En serie
No me gustan lo robots. Aunque empiezo a confiar más en ellos que en la mayoría de los seres humanos. No me gustan porque están programados y me recuerdan que yo también lo estoy, desde la cuna.
No me gustan lo robots. Aunque empiezo a confiar más en ellos que en la mayoría de los seres humanos. No me gustan porque están programados y me recuerdan que yo también lo estoy, desde la cuna.
No me gustan lo robots. Aunque empiezo a confiar más en ellos que en la mayoría de los seres humanos. No me gustan porque están programados y me recuerdan que yo también lo estoy, desde la cuna. Porque poco a poco empiezan a hacer todas las cosas que yo hago, incluso hamburguesas. Porque me hacen pensar en lo vulnerables y sustituibles que somos, la especie más imperfecta y egocéntrica que habita la Tierra. No me gustan sobre todo porque creo que nos parecemos peligrosamente a ellos.
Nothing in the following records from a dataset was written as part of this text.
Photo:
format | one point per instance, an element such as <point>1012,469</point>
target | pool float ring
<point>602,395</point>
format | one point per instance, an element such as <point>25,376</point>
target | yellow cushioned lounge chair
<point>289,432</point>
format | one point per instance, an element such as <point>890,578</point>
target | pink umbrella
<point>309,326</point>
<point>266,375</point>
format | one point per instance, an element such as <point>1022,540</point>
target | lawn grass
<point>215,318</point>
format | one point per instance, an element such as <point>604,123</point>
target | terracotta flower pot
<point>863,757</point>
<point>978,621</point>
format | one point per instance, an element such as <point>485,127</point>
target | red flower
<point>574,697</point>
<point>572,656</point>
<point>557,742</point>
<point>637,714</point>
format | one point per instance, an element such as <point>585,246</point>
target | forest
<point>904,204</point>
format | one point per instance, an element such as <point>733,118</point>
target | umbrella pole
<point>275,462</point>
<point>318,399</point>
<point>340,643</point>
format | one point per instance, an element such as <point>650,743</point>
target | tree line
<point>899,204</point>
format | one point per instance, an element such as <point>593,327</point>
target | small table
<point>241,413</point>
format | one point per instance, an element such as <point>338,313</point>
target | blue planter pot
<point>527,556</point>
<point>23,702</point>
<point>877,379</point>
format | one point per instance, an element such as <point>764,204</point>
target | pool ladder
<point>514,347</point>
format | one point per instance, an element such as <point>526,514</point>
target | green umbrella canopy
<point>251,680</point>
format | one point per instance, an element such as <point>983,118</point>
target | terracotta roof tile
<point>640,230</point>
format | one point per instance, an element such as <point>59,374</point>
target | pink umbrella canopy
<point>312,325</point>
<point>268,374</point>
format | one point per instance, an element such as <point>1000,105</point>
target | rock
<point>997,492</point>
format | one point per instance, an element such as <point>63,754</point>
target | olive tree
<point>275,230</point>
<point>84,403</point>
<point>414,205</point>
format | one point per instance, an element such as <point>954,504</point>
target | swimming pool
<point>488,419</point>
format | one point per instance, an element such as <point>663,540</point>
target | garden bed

Detesto el metal, me gusta la piel y la carne. Me gusta que las hamburguesas las hagan las personas. Que los tomates los corten las manos y que los dedos amasen el pan. Me gustan los seres que respiran y se salen del programa, desde la cuna hasta la tumba, los que se visten de colores que no existen, los que dicen lo que no toca. Me gusta lo efímero, lo imperfecto, lo que no se calcula. Lo que surge por generación espontánea. Me gusta la vida que un día se muere. La que tiene sangre y pupilas y sesos.
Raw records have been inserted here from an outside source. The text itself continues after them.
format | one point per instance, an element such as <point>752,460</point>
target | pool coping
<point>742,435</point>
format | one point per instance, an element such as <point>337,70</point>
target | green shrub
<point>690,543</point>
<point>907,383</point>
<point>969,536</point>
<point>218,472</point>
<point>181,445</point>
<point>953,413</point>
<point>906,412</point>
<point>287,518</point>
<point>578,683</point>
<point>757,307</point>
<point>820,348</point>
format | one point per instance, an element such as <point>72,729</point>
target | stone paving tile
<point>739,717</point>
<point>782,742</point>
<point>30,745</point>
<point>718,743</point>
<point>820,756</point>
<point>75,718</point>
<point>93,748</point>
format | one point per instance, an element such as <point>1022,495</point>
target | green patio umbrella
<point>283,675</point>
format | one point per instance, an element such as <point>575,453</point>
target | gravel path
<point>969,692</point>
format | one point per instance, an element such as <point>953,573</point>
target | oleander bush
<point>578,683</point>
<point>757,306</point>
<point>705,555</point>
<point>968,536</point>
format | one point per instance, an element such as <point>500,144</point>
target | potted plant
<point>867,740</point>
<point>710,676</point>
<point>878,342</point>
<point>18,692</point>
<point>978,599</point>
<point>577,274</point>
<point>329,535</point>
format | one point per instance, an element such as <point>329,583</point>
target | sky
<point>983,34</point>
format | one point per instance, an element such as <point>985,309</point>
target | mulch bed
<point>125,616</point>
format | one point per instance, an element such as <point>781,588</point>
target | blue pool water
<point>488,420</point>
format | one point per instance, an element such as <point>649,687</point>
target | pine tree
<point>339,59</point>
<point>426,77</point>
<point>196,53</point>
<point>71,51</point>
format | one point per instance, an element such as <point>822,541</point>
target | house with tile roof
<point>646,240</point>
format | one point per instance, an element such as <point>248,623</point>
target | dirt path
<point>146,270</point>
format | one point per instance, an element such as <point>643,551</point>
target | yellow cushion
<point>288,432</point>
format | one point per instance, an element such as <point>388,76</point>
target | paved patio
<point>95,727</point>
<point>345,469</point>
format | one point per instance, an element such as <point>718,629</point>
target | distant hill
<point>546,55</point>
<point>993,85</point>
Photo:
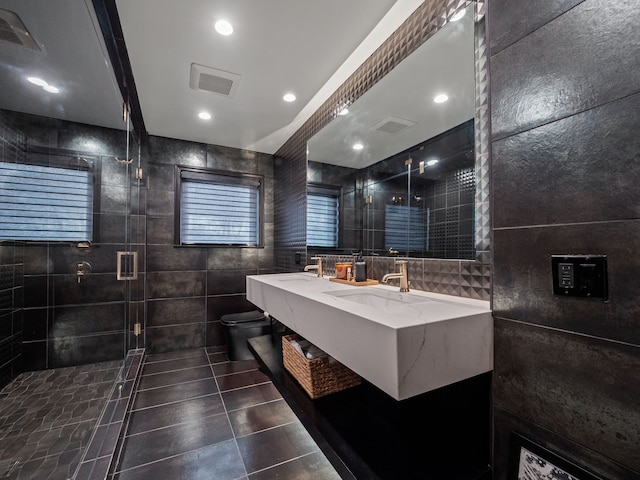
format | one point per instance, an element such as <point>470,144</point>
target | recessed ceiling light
<point>223,27</point>
<point>37,81</point>
<point>458,15</point>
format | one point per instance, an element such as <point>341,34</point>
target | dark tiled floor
<point>47,417</point>
<point>198,416</point>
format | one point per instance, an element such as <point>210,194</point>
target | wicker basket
<point>318,376</point>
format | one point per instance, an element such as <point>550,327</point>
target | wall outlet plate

No quiero voces metálicas ni corazones de trapo ni respiradores ni antenas. Quiero ignorancia natural en lugar de inteligencia artificial. Quiero pensar que el pensamiento no lo controlan las máquinas y que nuestros sueños los fabricamos nosotros en vez de los otros. Pero asusta saber, al mirar esta foto, que aunque tengamos dedos y manos y pupilas y sesos, quizás no seamos tan diferentes de esas frías ollas circulares de orejas redondas y patas amarillas. Fabricados en serie. Nacidos y desaparecidos en serie.